I have some outliers in a data set that I would like to deal with.
After doing some reading into the topic I came to the conclusion that the trimmed mean function and the boxplot (in rstudio) function might come in handy when trying to deal with the outliers.
I like to work with concrete baby examples, so let me just give a concrete case and show you what I have done so far, perhaps you could guide me in the correct direction.
$a$ <- $c(1,2,3,100,5,3,200,5,2,3) \implies mean(a) = 32,4.$
Obviously the two outliers are 100 and 200. Thus, if we want to find a more "realistic" mean value we simply remove 100 and 200 from the data set.
Since n = 10 in the data set a, and since there are two outliers (100,200), the "correct" way to trim a from the outliers would be the following command:
$mean(a, trim = 0.2) = mean(3+5+3+5+2+3) = 3.5$
In this baby example it was easy to find the "correct" trim value, which in this case was $0.2 = 20%$.

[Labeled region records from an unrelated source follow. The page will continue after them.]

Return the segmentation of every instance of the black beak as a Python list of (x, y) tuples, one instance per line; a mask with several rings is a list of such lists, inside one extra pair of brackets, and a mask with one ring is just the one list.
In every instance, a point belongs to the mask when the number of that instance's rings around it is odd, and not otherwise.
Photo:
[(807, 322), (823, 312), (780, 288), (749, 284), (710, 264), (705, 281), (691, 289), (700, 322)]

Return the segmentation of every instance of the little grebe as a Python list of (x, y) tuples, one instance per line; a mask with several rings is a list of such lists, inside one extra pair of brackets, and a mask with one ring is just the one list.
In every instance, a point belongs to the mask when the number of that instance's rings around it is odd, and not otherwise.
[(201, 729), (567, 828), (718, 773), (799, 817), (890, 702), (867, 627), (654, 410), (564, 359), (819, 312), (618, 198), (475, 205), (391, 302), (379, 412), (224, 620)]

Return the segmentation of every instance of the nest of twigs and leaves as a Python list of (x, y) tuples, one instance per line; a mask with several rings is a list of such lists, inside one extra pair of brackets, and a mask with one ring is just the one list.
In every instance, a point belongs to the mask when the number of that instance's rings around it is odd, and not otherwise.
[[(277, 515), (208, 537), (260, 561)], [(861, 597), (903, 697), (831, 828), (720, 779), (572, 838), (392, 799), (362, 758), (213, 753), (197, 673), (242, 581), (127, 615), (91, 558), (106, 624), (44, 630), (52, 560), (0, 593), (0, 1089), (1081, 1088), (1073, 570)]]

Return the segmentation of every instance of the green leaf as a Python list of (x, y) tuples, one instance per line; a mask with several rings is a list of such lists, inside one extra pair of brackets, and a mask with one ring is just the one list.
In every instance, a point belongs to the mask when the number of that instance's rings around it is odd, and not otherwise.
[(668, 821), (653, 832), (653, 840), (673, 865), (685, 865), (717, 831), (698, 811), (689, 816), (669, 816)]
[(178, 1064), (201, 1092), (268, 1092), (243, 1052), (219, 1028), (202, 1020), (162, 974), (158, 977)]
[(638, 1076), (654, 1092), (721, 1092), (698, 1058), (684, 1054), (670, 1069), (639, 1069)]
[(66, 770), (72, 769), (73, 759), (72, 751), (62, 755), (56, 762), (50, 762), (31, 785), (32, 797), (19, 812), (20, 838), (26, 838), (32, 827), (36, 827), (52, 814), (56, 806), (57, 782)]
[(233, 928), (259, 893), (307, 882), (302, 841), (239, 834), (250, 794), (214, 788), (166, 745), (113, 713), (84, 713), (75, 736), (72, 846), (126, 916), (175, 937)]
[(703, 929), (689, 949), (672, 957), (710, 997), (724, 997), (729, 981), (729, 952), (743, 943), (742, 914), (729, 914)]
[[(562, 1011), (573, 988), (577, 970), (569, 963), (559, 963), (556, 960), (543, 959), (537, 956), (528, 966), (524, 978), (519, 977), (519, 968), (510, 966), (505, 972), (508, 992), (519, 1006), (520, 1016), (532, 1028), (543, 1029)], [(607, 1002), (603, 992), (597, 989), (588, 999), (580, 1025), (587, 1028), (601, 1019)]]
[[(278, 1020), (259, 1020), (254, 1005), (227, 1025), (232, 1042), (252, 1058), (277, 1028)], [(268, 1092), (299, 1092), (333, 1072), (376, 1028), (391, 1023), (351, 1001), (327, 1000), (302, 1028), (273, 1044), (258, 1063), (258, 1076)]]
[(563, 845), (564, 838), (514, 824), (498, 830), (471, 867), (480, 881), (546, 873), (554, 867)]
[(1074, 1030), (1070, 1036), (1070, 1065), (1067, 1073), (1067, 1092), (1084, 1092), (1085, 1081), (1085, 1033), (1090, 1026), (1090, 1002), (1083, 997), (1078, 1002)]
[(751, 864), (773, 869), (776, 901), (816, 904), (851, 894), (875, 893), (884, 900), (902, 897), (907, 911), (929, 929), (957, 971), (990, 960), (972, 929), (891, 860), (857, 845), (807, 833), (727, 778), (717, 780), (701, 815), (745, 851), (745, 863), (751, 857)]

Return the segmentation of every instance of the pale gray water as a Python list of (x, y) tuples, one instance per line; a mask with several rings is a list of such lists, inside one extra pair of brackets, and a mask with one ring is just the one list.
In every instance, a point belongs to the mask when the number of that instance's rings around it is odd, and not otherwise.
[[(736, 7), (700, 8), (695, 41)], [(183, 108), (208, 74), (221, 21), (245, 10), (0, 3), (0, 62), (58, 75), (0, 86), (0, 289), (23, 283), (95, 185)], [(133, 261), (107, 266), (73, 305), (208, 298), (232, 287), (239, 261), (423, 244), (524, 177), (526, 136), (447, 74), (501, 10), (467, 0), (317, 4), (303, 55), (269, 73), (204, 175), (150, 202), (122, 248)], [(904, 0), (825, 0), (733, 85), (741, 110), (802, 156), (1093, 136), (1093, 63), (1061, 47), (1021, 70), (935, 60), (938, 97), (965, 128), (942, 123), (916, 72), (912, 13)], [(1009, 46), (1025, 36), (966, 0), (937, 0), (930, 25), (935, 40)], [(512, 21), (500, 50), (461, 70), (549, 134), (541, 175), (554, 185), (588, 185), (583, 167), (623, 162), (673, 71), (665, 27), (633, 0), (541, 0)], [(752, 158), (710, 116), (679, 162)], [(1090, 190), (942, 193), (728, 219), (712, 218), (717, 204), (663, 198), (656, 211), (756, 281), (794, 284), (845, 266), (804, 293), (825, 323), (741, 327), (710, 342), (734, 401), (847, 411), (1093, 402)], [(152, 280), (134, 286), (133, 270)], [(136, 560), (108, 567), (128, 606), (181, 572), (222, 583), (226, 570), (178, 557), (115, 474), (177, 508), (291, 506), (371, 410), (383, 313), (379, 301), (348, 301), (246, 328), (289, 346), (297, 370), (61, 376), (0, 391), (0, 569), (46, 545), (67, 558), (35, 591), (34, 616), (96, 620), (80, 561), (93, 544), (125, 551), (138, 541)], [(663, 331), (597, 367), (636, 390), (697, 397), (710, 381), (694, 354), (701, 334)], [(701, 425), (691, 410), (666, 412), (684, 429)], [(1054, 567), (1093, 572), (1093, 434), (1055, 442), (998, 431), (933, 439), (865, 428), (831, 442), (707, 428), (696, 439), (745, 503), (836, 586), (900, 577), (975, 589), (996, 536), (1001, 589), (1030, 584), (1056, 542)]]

What I am looking for is a more general method on, how I can (given a large data set) find the correct trim value such that I can remove the outliers that are artificially skyrocketing the mean value.
Boxplot seems to be a good way to visualize the outliers, but in a very large dataset it wouldn't give me any concrete numbers regarding how many outliers there might.
While writing this question I just came up with an idea. Perhaps I could:
- Loop through the columns in the row that I want to analyze for outliers.
- If the number in the column > the real mean then count.
- Now I have a variable which contain the number of columns in the row > the real mean.
- If say, (number of columns in the row > the real mean) = 10 and the total amount of columns in the row is 100. Then to remove the 10 outliers from the 100 columns, we say that the trim value should be $\frac{10}{100} = 0.1$
- So the command dealing with the 10 outliers would be $mean(vector, trim = 0.1)$
Any comments or help is appreciated.
If you have a samples of size $n = 100$ from a normal distribution, you will typically see outliers in half or more of the samples. Here are boxplots of 20 samples, each of size 100.
More than half have at least one outlier.
For exponential data, almost all sample of size 100 have outliers; outliers are a typical characteristic of this distribution.
You really want to delete all of those outliers?